Last Father's day I went low-carbon when shopping for his present. My Father used to be a food technologist, basically testing the quality of new recipes for large manufacturers. So I biked around Cincy and bought him only locally made products like Coffee Emporium coffee, braunschweiger from Avril Bleh's, a local lindberger cheese, etc.

Thanks to cycling coworker John McKenzie for turning me onto spokesnyt on twitter who posted these articles.

Here is a cool web series on food and bikes! It's called

PEDALING: NYC "Sweet & Savory" from Jim Fryer/BrakeThrough Media on Vimeo.

Riding the City in Search of Food
New York Times Spokes Column

Major Taylor, the great American track cyclist who challenged the race barrier at the turn of the last century, wrote a list of a dozen “don’ts” for aspiring competitive cyclists. Number six is, “Don’t eat cheap candies.”

That kind of foodie-ism still permeates cycling — from Lance Armstrong’s careful weighing of every gram of nutrition that entered his body to the espresso obsessions of cyclocross racing. And cycling has also made inroads into New York City’s restaurant culture, for example Chef Peter Hoffman’s weekly visits to farmers’ markets on his cargo bike (to say nothing of the thousands of pizzas and moo shu porks that are ferried around the city by bicycle delivery men).

Perhaps it is no surprise that Pedaling: NYC was born earlier this year. The Web-based video series features two of urban America’s latest obsessions: gourmet food and bicycles.

Pedaling: NYC follows foodies on bikes and bike-ies who love to eat as they roll around the city in search of their next meal. A crew of single-speed and fixed gear enthusiasts troll Whole Foods (one of the Webisode’s sponsors) in search of pizza toppings, a racer watches waffles being made and “The Saffron King,” a spice importer, rides to Chinatown to deliver ingredients to a high-end bartender.

Smorgasbords and spokes haven’t been seen on screen together in such celebration since the famous breakfast scene at the beginning of Jorgen Leth’s classic cycling documentary “A Sunday in Hell” featuring Roger De Vlaeminck prepping for the Paris-Roubaix by eating a rare steak. (I can’t believe this isn’t on YouTube!)

Jim Fryer and Iri Greco, the show creators, met while working on a documentary about the Tour of California. Ms. Greco, a New Yorker with deep roots in the city’s culinary world, found herself pleasantly surprised and inspired by the cycling world’s knowledge and appreciation of gourmet eating.

The show grew, she said, “partly out of my amazement that pro cyclists and teams and fans are as passionate about food as they are about the sport.”

Soon the pair were shooting on New York’s streets. This was late last fall. Mr. Fryer, a longtime West Coast cyclist who once managed a pro team, strove to show how navigable Manhattan has become by bike.

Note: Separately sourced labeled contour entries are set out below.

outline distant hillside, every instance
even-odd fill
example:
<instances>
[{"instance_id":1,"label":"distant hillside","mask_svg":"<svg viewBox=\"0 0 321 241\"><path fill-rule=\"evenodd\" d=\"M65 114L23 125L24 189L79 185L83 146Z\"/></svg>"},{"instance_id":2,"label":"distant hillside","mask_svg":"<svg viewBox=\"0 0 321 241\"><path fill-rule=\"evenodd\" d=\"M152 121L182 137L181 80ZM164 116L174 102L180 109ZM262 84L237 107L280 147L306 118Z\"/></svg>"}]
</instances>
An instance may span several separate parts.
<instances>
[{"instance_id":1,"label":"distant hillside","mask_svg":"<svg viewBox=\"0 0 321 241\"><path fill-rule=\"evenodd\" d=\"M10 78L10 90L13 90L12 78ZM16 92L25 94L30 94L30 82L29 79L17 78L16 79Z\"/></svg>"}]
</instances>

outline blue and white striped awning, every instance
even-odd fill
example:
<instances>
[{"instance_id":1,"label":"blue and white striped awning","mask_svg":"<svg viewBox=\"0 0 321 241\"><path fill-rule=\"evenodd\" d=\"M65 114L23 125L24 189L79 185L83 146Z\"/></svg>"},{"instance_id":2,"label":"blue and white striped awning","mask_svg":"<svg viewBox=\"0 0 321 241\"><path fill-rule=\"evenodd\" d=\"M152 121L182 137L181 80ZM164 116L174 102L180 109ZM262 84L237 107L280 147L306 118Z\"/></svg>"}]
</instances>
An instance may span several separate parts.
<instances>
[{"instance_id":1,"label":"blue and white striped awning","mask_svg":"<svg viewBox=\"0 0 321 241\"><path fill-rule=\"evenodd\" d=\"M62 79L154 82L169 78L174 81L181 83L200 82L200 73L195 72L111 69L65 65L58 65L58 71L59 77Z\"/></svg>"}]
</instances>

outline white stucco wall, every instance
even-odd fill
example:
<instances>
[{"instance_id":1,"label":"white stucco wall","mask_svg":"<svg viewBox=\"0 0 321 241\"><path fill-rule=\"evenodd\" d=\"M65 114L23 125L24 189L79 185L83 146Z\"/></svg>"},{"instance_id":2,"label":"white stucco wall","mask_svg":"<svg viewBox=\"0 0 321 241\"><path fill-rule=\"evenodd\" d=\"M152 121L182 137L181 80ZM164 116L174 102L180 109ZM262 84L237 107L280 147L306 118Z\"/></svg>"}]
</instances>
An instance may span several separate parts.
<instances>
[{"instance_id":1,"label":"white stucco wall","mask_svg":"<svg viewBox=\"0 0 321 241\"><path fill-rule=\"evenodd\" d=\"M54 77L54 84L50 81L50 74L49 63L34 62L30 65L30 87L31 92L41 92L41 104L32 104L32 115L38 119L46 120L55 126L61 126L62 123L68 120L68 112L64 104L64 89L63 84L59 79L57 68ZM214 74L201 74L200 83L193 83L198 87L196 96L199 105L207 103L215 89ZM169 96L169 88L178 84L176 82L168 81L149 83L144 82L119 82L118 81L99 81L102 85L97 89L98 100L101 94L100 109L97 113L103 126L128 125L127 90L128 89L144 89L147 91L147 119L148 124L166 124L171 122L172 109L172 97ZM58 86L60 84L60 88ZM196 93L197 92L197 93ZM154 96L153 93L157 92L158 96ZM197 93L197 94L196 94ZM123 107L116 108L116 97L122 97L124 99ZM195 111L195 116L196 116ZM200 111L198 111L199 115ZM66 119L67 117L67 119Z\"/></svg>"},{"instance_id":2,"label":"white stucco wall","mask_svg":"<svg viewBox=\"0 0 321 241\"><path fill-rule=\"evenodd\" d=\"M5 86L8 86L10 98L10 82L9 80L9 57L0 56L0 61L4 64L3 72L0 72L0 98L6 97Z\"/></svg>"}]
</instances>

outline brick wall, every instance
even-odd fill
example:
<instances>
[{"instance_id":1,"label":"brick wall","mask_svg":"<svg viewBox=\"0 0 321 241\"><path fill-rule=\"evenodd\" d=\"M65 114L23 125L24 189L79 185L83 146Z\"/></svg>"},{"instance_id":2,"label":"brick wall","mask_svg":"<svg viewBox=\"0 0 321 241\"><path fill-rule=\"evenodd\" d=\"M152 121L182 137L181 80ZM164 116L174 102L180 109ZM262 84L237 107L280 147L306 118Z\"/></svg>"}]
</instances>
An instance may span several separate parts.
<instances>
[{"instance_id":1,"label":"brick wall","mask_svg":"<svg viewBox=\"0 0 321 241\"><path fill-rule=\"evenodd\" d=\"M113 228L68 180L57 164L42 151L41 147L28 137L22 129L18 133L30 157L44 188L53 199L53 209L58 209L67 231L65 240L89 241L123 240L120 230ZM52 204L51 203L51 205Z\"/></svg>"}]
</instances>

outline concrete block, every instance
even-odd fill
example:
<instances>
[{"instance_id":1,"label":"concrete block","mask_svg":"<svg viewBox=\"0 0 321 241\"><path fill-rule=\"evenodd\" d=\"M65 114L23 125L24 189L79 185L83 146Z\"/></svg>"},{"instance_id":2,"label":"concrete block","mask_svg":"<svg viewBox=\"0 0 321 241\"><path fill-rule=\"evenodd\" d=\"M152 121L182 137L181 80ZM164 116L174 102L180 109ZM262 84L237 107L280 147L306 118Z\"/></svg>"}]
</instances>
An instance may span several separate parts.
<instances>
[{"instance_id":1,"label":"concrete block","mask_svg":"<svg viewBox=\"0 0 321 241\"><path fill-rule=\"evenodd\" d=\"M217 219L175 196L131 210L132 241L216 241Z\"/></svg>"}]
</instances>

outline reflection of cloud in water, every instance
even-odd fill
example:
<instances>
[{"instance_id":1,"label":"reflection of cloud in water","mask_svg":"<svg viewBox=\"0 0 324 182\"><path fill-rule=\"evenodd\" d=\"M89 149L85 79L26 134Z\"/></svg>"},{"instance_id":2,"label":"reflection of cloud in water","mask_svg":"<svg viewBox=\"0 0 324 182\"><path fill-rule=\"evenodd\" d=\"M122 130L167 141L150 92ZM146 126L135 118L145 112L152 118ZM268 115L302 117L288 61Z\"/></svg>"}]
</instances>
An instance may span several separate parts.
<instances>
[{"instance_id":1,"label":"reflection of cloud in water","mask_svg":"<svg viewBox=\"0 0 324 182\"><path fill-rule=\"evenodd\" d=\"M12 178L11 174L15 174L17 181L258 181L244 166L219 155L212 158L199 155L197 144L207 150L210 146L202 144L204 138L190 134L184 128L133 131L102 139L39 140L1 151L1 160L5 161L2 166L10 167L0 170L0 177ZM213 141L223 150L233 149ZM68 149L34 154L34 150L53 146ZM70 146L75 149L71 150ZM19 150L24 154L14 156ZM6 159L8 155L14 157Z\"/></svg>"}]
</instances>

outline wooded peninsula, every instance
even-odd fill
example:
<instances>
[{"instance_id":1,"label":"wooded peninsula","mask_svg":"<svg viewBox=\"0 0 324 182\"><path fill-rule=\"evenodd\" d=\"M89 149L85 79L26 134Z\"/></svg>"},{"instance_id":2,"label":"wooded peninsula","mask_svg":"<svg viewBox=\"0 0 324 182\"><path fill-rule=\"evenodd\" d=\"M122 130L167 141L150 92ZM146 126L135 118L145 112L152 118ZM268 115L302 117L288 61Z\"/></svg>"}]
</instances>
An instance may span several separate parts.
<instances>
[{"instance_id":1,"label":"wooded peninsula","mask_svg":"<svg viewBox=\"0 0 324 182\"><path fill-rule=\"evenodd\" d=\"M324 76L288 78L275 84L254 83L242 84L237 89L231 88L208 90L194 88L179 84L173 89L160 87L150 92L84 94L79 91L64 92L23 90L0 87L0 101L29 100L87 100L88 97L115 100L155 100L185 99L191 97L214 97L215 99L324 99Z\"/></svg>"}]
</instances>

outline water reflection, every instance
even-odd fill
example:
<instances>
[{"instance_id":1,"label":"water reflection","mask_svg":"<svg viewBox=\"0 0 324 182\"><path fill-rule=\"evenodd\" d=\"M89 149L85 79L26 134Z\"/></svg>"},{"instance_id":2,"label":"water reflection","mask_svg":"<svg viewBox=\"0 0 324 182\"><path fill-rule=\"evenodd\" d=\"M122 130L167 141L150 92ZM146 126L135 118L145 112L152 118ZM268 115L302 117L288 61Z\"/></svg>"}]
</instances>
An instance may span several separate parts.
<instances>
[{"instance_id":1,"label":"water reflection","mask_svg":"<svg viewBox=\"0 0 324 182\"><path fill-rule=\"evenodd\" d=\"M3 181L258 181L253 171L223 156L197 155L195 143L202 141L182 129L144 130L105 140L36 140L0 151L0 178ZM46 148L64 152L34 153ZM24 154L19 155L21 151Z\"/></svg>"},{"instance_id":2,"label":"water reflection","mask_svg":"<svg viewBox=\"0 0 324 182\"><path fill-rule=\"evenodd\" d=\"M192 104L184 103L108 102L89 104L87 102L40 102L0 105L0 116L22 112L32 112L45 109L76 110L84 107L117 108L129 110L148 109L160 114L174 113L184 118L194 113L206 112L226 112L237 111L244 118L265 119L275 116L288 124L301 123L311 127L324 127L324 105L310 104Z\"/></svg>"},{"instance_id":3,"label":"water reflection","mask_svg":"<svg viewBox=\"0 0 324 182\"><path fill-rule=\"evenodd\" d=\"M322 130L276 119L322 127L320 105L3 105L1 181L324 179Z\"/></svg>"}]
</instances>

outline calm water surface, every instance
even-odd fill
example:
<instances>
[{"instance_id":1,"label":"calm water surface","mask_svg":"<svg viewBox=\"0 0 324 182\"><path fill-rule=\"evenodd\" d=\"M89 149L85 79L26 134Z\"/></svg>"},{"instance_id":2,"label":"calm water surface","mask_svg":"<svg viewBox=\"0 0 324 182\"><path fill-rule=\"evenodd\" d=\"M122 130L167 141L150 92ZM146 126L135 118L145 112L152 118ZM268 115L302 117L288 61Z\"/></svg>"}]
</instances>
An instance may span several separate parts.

“Our sub-agenda was to provide some solid info for viewers,” said Mr. Fryer. “The reality is that it is a great city to ride your bike.” And clearly to eat. Among the tidbits of pertinent info is that shoppers who arrive at Birdbath Bakery by bicycle or skateboard get a discount on pastries and cookies.

But not everyone in the bicycle world has embraced Pedaling:NYC. The popular and anonymous Bike Snob blogger has devoted nearly half a dozen posts to poking fun at the series, its hosts and brand sponsors.

But Ms. Greco and Mr. Fryer shrug off the Snob’s lobs. “I think he may be our biggest fan,” said Ms. Greco. “He dedicated an enormous amount of his energy and attention to talking about Pedaling.”

Indeed, Bike Snob is no stranger to epicurean tastes. He has penned lengthy posts on mid-ride muffins and claims to worship a lobster god, in no small part because of its delicious drawn butteryness.

Could there be a BikeSnob/Pedaling cycling and crustaceans collaboration in the future? Maybe. Ms. Greco said her favorite bike-food combo is a ride to Tomales Bay, north of San Francisco, to enjoy a crab omelet at Nick’s Cove restaurant.

The Pedaling duo may be back that way soon as they’re looking into expanding their concept to the West Coast with visits to fellow gastro-cycling areas like Napa Valley, San Francisco and Portland.